La continuité est essentielle pour la surveillance à long terme que nous effectuons au sein du CLMS et de l’Agence européenne pour l’environnement (AEE). Lorsque vous traitez des données environnementales, il ne s’agit pas toujours d’accroître la résolution ou la fréquence, il s’agit d’établir une série chronologique cohérente sur de nombreuses années. Si vous introduisez des changements trop souvent, il devient difficile de maintenir une cohérence.

Grâce à Sentinel—2C, nous serons en mesure de disposer d’une série chronologique fiable depuis le lancement de Sentinel—2A jusqu’à la prochaine génération de satellites—couvrant environ 15 ans. Ce flux de données cohérent est inestimable pour suivre les changements environnementaux au fil du temps.

Les générations futures de satellites Sentinel continueront à apporter des améliorations, telles qu’une meilleure résolution spatiale entre autres.

 

Qu’advient-il des satellites plus anciens?

À terme, Sentinel—2A sera mis hors service. Il a été question de maintenir trois satellites  en orbite simultanément pour augmenter la fréquence de collecte de données, permettant ainsi de capturer des images tous les trois jours plutôt que tous les cinq jours.

Les partisans les plus forts de cette idée étaient les pays scandinaves et l’Autriche, où la couverture nuageuse en montagne rend les observations difficiles. Sentinel—2A a déjà dépassé sa durée de vie escomptée de sept ans. Bien que le satellite soit toujours fonctionnel, il est proche de la fin de sa mission, de sorte que la Commission européenne a pris la décision de ne pas le maintenir.

 

Comment le CLMS utilise-t-il les données de Sentinel—2?

Le CLMS est l’un des plus grands utilisateurs de Sentinel—2, car il s’agit d’un satellite conçu pour surveiller les terres et nous sommes le service chargé de la surveillance des terres dans le cadre du programme Copernicus. C’est la raison pour laquelle nous avons participé à la définition du cahier des charges de Sentinel—2 et c’est pourquoi nous participons à la définition des futures missions.

Nos fournisseurs de services utilisent les images de Sentinel—2 pour créer divers produits, fournissant des informations relatives à l’occupation des sols, l’utilisation des sols, l’état de la végétation, les ressources en eau et même les variables énergétiques. Par exemple, l’apprentissage automatique peut être utilisé pour classer automatiquement les données relatives à l’occupation des sols ou pour obtenir des produits liés à l’état de la végétation. Les données peuvent également être utilisées pour effectuer des analyses de l’utilisation des sols, comme la distinction entre les vergers et les vignobles, qui est souvent effectuée manuellement.

 

Quel est l’impact de ces données sur la vie quotidienne des Européens?

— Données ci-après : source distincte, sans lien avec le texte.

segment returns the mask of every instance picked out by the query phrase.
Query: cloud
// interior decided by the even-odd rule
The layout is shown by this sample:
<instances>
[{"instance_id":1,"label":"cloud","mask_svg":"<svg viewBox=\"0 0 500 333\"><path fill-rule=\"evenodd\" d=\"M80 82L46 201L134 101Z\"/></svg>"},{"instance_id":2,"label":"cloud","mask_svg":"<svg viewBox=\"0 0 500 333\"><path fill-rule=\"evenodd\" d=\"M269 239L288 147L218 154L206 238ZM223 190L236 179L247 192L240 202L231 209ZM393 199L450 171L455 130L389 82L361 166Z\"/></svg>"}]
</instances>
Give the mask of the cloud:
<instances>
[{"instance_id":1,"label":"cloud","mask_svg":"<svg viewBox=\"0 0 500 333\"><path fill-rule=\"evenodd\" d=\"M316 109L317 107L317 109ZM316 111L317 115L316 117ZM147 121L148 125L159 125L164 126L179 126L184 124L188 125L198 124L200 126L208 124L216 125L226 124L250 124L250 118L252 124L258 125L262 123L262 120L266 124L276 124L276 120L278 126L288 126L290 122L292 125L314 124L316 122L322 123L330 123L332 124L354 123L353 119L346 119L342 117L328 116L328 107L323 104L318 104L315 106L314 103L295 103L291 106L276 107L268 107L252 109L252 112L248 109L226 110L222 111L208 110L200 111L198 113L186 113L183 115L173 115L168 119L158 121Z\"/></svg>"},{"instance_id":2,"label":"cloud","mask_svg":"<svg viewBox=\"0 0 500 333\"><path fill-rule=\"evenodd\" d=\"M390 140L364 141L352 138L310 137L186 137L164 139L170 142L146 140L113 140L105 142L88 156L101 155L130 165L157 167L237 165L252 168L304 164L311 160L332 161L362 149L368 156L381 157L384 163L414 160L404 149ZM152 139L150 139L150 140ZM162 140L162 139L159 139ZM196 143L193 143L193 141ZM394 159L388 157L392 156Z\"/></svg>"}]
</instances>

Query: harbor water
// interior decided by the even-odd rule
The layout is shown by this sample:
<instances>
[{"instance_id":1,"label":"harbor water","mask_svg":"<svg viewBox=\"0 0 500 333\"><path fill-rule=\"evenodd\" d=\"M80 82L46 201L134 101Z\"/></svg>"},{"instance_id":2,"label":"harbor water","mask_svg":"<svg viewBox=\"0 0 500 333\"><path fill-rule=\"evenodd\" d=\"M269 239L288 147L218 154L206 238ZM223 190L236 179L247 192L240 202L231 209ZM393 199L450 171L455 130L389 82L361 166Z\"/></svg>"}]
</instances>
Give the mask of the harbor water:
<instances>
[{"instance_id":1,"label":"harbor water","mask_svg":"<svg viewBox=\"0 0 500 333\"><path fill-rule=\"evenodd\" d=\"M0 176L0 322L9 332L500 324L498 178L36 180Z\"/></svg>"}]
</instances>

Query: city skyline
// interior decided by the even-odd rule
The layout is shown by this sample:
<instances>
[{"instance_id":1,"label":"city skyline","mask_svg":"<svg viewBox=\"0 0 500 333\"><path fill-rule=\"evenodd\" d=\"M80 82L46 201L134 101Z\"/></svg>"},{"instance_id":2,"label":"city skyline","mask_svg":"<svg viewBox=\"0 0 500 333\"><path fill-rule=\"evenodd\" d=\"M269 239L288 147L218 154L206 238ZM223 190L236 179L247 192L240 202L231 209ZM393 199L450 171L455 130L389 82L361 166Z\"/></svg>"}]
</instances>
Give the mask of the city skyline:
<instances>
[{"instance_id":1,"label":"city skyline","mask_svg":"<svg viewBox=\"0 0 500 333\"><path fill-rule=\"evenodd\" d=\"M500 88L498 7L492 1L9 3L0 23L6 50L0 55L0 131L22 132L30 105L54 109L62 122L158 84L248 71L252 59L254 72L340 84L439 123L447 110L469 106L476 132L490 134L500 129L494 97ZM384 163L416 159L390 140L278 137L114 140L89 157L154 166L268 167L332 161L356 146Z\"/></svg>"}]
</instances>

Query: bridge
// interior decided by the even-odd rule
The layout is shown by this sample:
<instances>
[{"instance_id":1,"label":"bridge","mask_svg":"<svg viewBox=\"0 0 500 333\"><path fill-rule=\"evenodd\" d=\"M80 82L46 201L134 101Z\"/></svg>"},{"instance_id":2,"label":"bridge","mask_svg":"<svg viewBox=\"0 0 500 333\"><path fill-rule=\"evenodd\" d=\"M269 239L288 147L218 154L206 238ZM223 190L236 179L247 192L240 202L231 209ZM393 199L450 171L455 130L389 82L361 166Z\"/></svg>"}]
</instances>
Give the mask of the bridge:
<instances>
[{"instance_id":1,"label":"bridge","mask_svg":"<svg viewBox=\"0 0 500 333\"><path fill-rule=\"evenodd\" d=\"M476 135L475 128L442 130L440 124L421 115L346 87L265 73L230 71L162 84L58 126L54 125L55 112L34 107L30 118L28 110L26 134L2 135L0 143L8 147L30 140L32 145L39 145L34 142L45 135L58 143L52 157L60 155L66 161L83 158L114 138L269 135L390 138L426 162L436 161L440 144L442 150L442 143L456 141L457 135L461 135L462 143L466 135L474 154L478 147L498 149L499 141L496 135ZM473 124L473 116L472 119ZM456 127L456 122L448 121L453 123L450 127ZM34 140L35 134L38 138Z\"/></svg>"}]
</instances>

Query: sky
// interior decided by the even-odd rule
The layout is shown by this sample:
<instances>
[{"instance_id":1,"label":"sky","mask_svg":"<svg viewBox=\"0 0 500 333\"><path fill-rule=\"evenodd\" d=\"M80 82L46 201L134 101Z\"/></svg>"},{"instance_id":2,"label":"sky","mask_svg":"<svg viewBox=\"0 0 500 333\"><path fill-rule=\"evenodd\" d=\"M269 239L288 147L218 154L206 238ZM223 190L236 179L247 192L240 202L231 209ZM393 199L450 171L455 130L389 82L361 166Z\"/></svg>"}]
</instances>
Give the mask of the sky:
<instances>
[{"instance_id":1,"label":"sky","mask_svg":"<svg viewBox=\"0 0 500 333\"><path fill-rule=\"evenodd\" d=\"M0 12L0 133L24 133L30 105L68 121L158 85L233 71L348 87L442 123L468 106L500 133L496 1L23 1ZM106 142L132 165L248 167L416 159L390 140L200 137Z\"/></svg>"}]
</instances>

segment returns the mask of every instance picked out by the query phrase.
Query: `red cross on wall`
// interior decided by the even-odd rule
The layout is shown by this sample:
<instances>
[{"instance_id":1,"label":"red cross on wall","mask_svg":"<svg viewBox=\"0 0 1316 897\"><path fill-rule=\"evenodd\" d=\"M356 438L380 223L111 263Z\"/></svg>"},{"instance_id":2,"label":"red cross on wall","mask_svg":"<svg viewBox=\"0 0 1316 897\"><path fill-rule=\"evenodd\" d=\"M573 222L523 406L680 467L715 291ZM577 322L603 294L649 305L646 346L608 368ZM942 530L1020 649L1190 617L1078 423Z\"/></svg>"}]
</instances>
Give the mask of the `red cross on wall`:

Ces données sont utiles au-delà des orientations politiques et de l’administration. Par exemple, les agriculteurs peuvent les utiliser pour surveiller la santé de leurs cultures, détecter les pénuries d’eau, l’excès d’humidité ou la nécessité d’appliquer des engrais. Les sylviculteurs peuvent évaluer l’état des forêts sans qu’il soit nécessaire de procéder à des inspections sur place.

Nous constatons également un intérêt croissant de la part des compagnies d’assurance, qui utilisent nos données pour évaluer les demandes d’indemnisation. Les établissements financiers commencent à exploiter les données pour la certification et l’évaluation des risques en matière de durabilité.

Il existe un énorme potentiel d’utilisation de ces données dans des domaines tels que la protection civile, le respect de l’environnement et même la prévention des crimes environnementaux tels que l’exploitation illégale des forêts ou l’extraction de l’eau. L’un des services de Copernicus est chargé de surveiller le respect de l’environnement, comprenant la lutte contre les activités illégales telles que les décharges sauvages ou l’abattage illégal. Même si le CLMS ne fournit pas de produits spécifiques à cette fin, nos données peuvent parfaitement être utilisées par des tiers pour identifier de telles activités. Il s’agit d’un outil puissant permettant de garantir le respect de la législation environnementale.

Toutes ces données sont disponibles et accessibles en ligne, et ce gratuitement.

 

Comment les produits de surveillance terrestre de Copernicus peuvent-ils être utilisés au niveau européen?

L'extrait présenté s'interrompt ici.